March 10

So apparently I have some ability that Reynolds knew about, and that makes me the go-to girl for time travelers. To say that this pisses me off is to be rather more polite about it than I’m willing to express at the moment. I curse in every language I know with every step, mostly at Reynolds, but also because I think I know what’s going to be waiting for me at the Beanery. I have no idea how I know, but for some reason, I know.
As I approach the building, I will myself to slow down and catch my breath. My lungs are seizing up, sucking in freezing air and expelling carbon dioxide of only a slightly higher temperature. I need to face this with the right attitude, with the right amount of composure. It won’t do for Katie to see me like this, totally strung out and on the verge of tears.
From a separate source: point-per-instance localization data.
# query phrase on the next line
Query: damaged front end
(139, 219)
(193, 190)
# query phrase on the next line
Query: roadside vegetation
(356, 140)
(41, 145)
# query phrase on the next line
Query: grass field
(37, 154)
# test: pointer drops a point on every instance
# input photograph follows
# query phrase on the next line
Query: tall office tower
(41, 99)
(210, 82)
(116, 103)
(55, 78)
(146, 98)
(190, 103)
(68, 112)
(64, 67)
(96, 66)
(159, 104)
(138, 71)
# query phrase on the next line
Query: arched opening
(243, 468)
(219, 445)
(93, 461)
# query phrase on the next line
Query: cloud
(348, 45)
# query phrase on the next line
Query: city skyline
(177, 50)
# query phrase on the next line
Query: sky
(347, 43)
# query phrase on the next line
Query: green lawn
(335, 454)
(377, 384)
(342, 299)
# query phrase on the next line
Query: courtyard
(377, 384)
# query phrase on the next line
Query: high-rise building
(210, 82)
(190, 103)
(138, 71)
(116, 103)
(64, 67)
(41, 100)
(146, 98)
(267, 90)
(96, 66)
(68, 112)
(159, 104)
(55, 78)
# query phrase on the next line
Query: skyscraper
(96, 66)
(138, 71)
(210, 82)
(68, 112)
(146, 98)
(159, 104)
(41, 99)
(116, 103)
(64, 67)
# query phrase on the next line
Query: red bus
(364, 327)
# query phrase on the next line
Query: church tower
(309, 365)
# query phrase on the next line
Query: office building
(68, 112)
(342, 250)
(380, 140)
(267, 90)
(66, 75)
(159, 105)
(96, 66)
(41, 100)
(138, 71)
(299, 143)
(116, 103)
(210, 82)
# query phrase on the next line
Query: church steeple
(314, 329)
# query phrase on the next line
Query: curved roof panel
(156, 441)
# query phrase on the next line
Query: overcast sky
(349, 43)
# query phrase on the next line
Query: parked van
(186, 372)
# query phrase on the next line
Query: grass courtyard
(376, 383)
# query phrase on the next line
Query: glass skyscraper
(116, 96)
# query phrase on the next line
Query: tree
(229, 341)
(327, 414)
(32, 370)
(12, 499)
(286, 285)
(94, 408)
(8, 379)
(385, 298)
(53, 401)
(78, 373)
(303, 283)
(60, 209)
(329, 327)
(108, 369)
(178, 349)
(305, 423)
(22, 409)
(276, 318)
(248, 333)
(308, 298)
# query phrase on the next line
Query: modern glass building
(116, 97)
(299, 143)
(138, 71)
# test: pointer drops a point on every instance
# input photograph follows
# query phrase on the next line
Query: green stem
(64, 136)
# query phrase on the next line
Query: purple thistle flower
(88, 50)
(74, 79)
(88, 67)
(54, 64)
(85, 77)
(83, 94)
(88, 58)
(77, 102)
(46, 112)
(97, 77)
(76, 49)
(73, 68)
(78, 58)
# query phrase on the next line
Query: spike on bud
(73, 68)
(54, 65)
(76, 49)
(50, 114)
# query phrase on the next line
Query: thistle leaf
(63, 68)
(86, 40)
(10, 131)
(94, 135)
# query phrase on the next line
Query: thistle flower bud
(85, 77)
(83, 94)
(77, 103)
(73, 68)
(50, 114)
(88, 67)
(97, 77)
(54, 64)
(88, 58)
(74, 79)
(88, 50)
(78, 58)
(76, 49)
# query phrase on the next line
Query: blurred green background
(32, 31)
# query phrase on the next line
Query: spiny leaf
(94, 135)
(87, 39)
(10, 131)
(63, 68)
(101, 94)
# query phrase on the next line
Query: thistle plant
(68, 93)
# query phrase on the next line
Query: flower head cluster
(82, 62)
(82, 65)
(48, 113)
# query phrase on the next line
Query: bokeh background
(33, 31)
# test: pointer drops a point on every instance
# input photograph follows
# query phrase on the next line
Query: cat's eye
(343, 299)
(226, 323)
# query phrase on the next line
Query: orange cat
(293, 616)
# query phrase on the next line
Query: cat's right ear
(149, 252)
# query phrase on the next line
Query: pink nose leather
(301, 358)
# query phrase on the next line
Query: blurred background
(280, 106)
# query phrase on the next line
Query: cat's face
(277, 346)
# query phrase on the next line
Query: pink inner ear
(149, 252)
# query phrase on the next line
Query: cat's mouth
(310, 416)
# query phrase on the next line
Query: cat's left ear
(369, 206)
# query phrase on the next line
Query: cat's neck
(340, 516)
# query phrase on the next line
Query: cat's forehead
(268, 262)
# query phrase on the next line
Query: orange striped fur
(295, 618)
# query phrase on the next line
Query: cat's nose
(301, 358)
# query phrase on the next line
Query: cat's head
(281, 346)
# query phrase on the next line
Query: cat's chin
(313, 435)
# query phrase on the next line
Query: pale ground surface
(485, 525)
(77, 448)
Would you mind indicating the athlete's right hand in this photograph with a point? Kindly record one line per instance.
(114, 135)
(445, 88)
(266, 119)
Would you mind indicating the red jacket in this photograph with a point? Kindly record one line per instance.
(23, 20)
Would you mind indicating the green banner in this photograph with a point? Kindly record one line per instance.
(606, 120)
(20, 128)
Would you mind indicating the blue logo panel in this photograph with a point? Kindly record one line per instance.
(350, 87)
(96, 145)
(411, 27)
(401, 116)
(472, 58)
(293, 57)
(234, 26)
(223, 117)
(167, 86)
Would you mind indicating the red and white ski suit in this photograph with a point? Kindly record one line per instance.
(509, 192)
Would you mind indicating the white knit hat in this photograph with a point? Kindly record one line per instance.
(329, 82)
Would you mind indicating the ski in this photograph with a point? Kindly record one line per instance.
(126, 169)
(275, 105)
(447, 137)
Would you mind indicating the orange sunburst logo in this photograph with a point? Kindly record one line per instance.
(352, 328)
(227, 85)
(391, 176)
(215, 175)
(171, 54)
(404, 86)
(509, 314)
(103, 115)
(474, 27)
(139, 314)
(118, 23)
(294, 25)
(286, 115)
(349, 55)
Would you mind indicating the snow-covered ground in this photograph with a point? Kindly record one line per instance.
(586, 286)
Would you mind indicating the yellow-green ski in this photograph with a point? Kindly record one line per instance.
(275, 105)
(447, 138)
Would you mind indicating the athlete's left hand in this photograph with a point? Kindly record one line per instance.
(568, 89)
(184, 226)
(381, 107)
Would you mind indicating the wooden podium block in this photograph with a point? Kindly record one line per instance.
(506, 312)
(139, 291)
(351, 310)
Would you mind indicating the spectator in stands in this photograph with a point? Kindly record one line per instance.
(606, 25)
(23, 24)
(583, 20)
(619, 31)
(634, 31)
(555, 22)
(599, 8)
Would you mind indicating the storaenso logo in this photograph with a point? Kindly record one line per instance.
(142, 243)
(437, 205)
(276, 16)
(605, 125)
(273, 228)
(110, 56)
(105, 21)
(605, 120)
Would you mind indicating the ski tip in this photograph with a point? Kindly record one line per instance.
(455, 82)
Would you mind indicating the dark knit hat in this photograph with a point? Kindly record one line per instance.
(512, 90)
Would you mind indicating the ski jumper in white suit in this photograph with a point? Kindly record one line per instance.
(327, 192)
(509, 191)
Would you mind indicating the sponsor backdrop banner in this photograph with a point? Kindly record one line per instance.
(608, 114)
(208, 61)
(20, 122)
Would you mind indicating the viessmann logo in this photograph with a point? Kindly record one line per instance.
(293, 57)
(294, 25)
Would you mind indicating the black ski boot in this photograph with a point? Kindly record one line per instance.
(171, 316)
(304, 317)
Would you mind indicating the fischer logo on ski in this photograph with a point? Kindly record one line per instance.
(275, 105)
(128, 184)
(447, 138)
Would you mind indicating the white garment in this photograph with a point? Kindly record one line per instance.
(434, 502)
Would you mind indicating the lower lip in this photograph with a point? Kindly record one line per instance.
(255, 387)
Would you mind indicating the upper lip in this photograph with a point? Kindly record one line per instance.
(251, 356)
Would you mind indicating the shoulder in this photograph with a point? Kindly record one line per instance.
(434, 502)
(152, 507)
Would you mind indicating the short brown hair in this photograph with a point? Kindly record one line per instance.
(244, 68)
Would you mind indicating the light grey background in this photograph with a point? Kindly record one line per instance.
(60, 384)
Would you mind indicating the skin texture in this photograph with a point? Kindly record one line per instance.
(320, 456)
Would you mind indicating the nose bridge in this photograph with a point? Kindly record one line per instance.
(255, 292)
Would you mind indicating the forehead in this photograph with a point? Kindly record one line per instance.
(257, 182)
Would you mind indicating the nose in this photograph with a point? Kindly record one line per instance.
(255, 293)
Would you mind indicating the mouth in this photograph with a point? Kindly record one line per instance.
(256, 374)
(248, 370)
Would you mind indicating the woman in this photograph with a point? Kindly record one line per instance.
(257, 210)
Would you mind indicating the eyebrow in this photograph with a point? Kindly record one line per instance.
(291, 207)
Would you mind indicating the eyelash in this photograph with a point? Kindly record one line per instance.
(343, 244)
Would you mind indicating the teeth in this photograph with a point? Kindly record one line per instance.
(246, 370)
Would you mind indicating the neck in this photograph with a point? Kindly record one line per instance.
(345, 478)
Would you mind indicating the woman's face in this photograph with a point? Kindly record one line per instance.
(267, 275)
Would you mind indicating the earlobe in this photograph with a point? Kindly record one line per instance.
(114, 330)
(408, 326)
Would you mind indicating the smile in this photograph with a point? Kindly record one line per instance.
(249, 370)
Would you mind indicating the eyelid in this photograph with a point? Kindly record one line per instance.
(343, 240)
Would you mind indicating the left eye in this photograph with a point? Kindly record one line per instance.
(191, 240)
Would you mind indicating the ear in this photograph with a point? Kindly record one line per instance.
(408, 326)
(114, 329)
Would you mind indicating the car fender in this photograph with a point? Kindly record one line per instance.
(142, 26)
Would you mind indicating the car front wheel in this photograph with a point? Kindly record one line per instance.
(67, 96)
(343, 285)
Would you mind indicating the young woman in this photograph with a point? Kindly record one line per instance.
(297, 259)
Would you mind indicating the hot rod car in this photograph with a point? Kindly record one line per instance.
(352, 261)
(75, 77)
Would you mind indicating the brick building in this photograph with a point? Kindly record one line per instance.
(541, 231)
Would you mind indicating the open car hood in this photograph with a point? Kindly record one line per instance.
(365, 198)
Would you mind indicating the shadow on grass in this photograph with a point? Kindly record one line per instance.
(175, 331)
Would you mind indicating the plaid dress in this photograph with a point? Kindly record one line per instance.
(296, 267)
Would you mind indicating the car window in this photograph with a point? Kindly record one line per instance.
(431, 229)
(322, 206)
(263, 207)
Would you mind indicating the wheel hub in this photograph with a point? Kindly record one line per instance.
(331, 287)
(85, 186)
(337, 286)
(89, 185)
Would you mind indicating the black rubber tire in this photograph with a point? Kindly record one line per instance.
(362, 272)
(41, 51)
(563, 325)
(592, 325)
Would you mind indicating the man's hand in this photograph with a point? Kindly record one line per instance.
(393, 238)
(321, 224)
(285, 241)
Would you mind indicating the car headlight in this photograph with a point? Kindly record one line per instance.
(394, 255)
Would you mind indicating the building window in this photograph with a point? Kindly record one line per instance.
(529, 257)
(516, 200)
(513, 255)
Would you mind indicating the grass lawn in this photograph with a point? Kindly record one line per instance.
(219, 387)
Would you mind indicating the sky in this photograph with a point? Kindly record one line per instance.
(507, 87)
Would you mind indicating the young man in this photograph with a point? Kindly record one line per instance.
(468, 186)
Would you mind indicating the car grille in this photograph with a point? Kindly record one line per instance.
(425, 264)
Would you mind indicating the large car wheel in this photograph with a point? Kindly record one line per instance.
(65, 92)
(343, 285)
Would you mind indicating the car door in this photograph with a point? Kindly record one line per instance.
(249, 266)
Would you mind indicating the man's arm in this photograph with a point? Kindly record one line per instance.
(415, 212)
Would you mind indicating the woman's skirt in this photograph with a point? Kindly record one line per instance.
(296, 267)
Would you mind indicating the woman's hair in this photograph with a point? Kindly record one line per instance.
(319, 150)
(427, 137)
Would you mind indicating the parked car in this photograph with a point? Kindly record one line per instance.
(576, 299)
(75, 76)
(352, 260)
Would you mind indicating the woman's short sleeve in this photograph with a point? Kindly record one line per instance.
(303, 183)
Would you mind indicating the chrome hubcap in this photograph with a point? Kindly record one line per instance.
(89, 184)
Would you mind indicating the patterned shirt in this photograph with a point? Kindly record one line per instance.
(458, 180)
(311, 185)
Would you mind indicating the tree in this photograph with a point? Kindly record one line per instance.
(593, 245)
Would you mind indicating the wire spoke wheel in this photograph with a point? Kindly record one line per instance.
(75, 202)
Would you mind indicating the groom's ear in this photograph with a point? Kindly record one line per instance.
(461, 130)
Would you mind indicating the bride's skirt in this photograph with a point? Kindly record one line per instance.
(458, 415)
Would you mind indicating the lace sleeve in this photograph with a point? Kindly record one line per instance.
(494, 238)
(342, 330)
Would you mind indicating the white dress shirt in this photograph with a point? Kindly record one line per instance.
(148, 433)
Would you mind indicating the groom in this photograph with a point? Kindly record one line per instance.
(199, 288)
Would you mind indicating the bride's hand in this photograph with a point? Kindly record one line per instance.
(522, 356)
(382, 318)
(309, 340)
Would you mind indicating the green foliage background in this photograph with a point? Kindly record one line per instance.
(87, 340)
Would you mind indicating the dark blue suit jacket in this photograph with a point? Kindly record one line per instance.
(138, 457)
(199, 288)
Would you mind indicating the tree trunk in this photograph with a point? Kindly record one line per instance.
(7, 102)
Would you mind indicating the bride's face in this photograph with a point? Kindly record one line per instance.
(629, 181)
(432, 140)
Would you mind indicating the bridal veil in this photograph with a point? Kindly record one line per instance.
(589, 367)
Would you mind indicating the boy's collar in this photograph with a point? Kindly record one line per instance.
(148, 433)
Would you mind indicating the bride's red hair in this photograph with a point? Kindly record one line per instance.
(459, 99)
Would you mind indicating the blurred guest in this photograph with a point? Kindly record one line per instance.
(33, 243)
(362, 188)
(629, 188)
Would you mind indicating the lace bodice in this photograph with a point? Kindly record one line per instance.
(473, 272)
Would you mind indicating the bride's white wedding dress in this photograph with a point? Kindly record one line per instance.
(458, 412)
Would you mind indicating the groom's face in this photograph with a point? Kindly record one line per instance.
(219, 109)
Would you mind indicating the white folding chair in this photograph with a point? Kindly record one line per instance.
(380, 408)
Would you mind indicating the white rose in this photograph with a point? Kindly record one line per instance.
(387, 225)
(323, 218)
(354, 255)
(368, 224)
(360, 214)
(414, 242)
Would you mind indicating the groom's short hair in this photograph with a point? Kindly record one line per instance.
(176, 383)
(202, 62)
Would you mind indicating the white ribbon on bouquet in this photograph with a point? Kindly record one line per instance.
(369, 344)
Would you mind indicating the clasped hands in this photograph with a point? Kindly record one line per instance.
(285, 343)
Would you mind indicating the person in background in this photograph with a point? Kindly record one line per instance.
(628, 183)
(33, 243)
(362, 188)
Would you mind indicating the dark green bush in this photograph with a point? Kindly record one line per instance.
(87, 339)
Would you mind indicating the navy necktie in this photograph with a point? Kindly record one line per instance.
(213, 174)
Five minutes after my breathing has returned to normal, I decide that I’m not going to get any more ready, and I round the corner to the door.
The sign reads “CLOSED”.
Am I too late? Did I screw up? Or, probably more likely, did Reynolds not make it in time? This certainly isn’t what I was expecting to see. I start to pout, the tears wibbling into the corners of my eyes once more, before I take a deep breath. No, I think, this isn’t wrong. This doesn’t feel wrong. It feels… like things are resolving. I can’t tell how I know this, and the fury at this mixes with the sorrow at what I know it means. I put my hand on the door handle, trying to make up my mind.